Learn · flying
What is acro mode?
Most camera drones balance themselves — let go of the sticks and they hover, like a bike with training wheels.
Acro mode takes the training wheels off. The drone only does what your thumbs say: tip, spin, flip — and it stays tipped until you tell it otherwise. That sounds scary, and for the first week it is. It's also why FPV pilots can dance through trees and flip through doorways: the drone never argues with them.
Acro (rate) mode means your sticks control how fast the drone rotates, not what angle it holds. Release the sticks and it keeps its current tilt — no self-leveling.
The practical version
- The three modes: Angle (self-levels, tilt is limited — beginner mode), Horizon (self-levels but allows flips — the worst of both, skip it), and Acro (full manual — the destination).
- Learn in a simulator first. Ten hours in a sim saves ten broken whoops; the muscle memory transfers almost perfectly to the models here — some even have exact sim counterparts (check "VelociDrone match" in the spec tables).
- Commit to acro early. Angle mode habits (let-go-to-recover) actively fight acro habits. Most coaches say: sim in acro from day one, fly the real whoop in acro from week one.
- Air mode (on by default on most BNFs) keeps the motors stabilizing even at zero throttle — it's what makes flips survivable.
- Rates are your dialect: center sensitivity for tracking, max rotation for snaps — and the discipline that matters is freezing them. Changing rates weekly resets your muscle memory to zero; pick sane mid rates and leave them for months.
- Throttle is the real skill. Roll/pitch/yaw get the glory, but altitude discipline through corners and flips — micro throttle management around hover on a whoop — is what separates clean laps from bouncing ones.
- Recovery hierarchy: vision → horizon reference → throttle catch.
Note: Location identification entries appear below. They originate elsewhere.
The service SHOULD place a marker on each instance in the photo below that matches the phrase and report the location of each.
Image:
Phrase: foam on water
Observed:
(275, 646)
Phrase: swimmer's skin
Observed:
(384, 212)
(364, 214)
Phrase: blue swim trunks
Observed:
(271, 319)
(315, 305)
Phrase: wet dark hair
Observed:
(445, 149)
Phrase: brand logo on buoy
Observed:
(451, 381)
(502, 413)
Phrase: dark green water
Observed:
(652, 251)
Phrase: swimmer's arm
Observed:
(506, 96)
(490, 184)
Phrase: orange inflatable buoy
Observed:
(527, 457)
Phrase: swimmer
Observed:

Practice deliberate disorientation (roll to random attitude, recover) in the sim until recovery is reflex, not reasoning.
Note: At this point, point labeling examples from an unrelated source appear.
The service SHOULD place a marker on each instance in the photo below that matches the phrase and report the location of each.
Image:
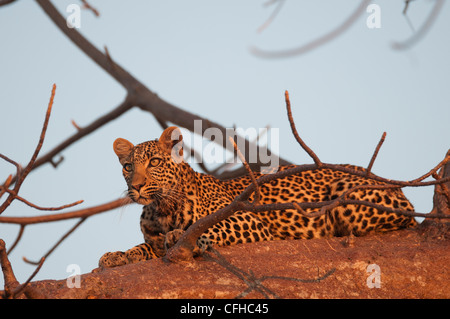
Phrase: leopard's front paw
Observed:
(171, 238)
(114, 259)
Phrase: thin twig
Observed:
(86, 212)
(23, 173)
(295, 133)
(57, 243)
(249, 170)
(423, 30)
(19, 236)
(23, 200)
(375, 153)
(86, 5)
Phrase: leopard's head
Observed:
(153, 169)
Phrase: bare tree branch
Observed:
(375, 153)
(145, 99)
(417, 36)
(86, 212)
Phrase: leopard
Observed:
(175, 196)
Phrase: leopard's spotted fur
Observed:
(175, 196)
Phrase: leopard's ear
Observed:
(122, 148)
(171, 142)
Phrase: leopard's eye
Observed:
(127, 167)
(155, 162)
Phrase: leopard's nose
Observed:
(137, 186)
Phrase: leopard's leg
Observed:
(119, 258)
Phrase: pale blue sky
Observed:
(195, 54)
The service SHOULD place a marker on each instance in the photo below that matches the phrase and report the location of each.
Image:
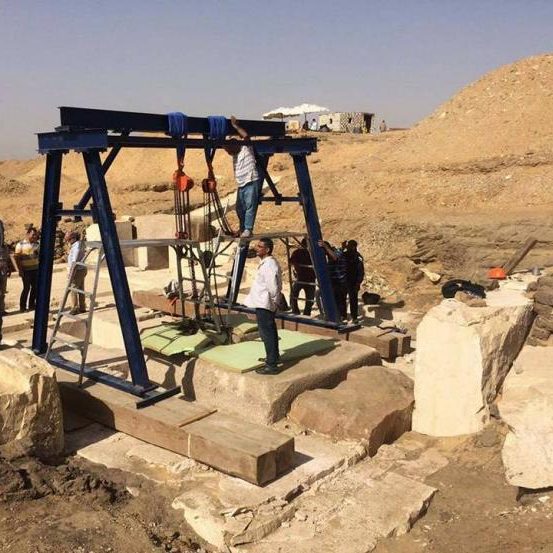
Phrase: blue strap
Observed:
(178, 124)
(217, 126)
- Whoop nuance: low mass means instant response and equally instant prop wash — smooth, small corrections beat big saves; the whoop rewards anticipation over reaction.
Acro mode is a rate controller: stick deflection commands angular velocity (deg/s per axis); the flight controller closes a PID loop between commanded rate and the gyro's measured rate, hundreds to thousands of times per second.
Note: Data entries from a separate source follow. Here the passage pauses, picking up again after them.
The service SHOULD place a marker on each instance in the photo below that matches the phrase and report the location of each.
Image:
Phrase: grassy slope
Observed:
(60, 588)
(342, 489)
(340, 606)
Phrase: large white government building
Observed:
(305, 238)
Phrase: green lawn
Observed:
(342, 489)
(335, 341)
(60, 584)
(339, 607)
- Angle mode adds an outer loop: stick commands attitude, an attitude estimator (gyro + accelerometer fusion) computes error, and that feeds the same inner rate loop. The accelerometer is only needed for self-leveling — pure acro flies on gyro alone.
- Rate curves: Betaflight-style rates map stick position to commanded deg/s with adjustable center slope (RC rate), curvature (expo), and endpoint (super rate) — the pilot's control feel is literally this transfer function.
- Air mode maintains PID authority at zero throttle by allowing differential motor output around a floor — without it, chopping throttle mid-flip surrenders control.
- Why acro wins: a rate loop has no model of "level," so there's nothing to fight the pilot — the human becomes the outer loop, which is both the challenge and the ceiling-free skill curve.